How do diffusion models enhance drug discovery, particularly in 3D structure prediction?

Diffusion models are proving to be a much more useful primitive for 3D structure prediction in drug discovery compared to earlier models like GANs. They allow for the iterative refinement of predicted structures, guided by physics-based feedback, leading to more accurate and generalizable molecular models essential for understanding protein-ligand interactions.

What is the Pearl model and what makes it unique for small molecule drug discovery?

Pearl is Genesis's structure prediction model that takes a protein sequence and ligand representation to predict their combined 3D structure. Its uniqueness lies in its focus on the vast search space of small molecules and its ability to go beyond mere pattern matching, creating generalizable models capable of extrapolating to unseen targets, partly by generating synthetic training data and incorporating physical priors.

Why is the one angstrom threshold critical for drug discovery AI models?

The one angstrom threshold is crucial for AI models because molecular interactions, especially hydrogen bonds, require extremely high resolution. Predictions above this accuracy, like two angstroms, can lead to fundamental errors (e.g., mispositioning an aromatic ring), making the structural hypothesis useless for medicinal chemists and leading to wrong downstream predictions.

How does Genesis address the challenge of data scarcity in drug discovery AI?
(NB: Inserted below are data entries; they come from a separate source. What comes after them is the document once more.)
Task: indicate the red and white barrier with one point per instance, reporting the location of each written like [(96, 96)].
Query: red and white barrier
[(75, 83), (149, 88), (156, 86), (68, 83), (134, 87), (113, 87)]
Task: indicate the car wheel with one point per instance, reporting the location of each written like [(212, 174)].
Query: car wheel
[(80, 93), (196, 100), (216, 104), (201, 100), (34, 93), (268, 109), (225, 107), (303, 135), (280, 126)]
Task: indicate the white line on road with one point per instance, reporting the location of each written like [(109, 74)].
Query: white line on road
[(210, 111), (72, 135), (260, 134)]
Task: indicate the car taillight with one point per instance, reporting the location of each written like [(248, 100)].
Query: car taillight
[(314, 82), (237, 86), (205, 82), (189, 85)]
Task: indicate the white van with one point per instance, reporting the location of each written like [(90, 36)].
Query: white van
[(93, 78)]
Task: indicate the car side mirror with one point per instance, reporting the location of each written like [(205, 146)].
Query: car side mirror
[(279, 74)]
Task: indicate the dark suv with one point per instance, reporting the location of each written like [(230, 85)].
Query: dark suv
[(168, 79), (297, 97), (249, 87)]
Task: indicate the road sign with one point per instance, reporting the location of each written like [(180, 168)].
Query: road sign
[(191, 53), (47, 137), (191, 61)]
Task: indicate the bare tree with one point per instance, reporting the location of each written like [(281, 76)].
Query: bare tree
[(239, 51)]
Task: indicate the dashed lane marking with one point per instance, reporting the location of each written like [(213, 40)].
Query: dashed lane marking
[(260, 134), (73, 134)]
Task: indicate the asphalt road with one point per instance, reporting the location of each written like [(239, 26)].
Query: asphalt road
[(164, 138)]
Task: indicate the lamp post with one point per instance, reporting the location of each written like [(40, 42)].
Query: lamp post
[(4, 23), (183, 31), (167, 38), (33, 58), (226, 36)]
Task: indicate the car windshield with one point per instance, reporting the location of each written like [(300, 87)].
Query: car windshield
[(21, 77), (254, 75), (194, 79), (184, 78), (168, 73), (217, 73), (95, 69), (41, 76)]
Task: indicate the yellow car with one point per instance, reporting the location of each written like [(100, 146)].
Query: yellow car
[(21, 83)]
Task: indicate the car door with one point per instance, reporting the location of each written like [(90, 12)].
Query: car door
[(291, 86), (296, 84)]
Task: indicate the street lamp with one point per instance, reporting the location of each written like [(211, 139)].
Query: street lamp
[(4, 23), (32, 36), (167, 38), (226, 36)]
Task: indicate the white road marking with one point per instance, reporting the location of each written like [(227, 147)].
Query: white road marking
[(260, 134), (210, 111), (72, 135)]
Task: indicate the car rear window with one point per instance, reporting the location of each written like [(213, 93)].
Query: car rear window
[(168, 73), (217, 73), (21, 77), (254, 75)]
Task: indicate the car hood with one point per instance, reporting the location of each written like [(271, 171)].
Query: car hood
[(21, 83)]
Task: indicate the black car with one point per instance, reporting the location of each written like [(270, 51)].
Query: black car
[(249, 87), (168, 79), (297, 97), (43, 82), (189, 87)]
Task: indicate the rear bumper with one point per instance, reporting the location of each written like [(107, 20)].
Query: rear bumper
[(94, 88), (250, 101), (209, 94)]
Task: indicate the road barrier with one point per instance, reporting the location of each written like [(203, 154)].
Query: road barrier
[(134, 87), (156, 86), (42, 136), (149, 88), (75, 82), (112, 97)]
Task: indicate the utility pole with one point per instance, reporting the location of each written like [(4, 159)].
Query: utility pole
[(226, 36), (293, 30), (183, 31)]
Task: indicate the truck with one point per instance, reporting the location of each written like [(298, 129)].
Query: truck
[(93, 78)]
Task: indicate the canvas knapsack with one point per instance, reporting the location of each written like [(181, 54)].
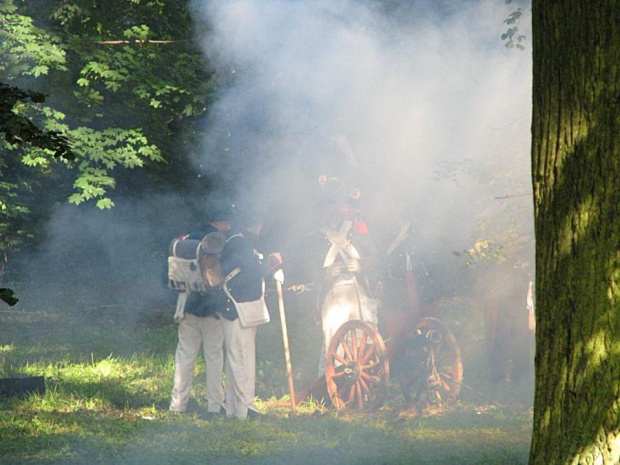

Genesis addresses data scarcity by generating synthetic data using physics-based modeling of small molecule behavior, allowing them to train better models where protein-to-protein interactions are too complex to model computationally. This approach is analogous to pre-training scaling in LLMs.

What is the role of 'agents' in Genesis Molecular AI's drug discovery platform?

Genesis is developing an agentic platform, code-named Sapphire, for automated 24/7 drug discovery. These agents, powered by LLMs, orchestrate various underlying AI models (for pose prediction, potency, ADMET) and make decisions based on predicted crystal structures, allowing medicinal chemists to focus on strategic direction rather than manual tool operation.

How does Genesis collaborate with pharmaceutical partners like Insights?

Genesis partners with pharma companies like Insights to provide AI services. They fine-tune their foundational models on partner data to accelerate drug development (e.g., reaching development candidates faster) and identify first-in-class chemical matter for challenging targets without known binders. This partnership involves rapid design-make-test-analyze cycles and continuous model retraining.

What are the limitations of robotic labs and automation in current drug discovery?

While automation can perform routine tasks quickly, current robotic labs struggle with the cutting-edge aspects of drug discovery. Synthesizing novel molecules, purifying them, and accurately characterizing them remains complex and labor-intensive. High-throughput screens also suffer from high false-positive rates due to the challenges of finding true outliers and broad chemical space exploration, making human expertise indispensable for complex research.

What is the biggest bottleneck faced by the AI drug discovery industry?

According to the guests, the most significant bottleneck is the shortage of GPUs, as large language model companies are consuming most of the available capacity. They argue that drug discovery is critical for humanity and that chipmakers should invest more in life sciences AI due to sustained demand and diminishing returns in pure LLM applications.

What does 'ADMET' stand for and why is it important in drug discovery?

ADMET stands for Absorption, Distribution, Metabolism, Elimination, and Toxicity. These are critical properties a molecule must possess to be a successful drug, ensuring it is orally bioavailable, reaches the target tissue, is metabolized safely, eliminated effectively, and does not cause adverse side effects. Predicting these properties is as important as predicting crystal structure.

Key Moments

🔬 "The Most Innovative Diffusion Research Is Happening in Drug Discovery, Not Image Generation"

Q: What is the primary focus of Genesis Molecular AI and how has it evolved?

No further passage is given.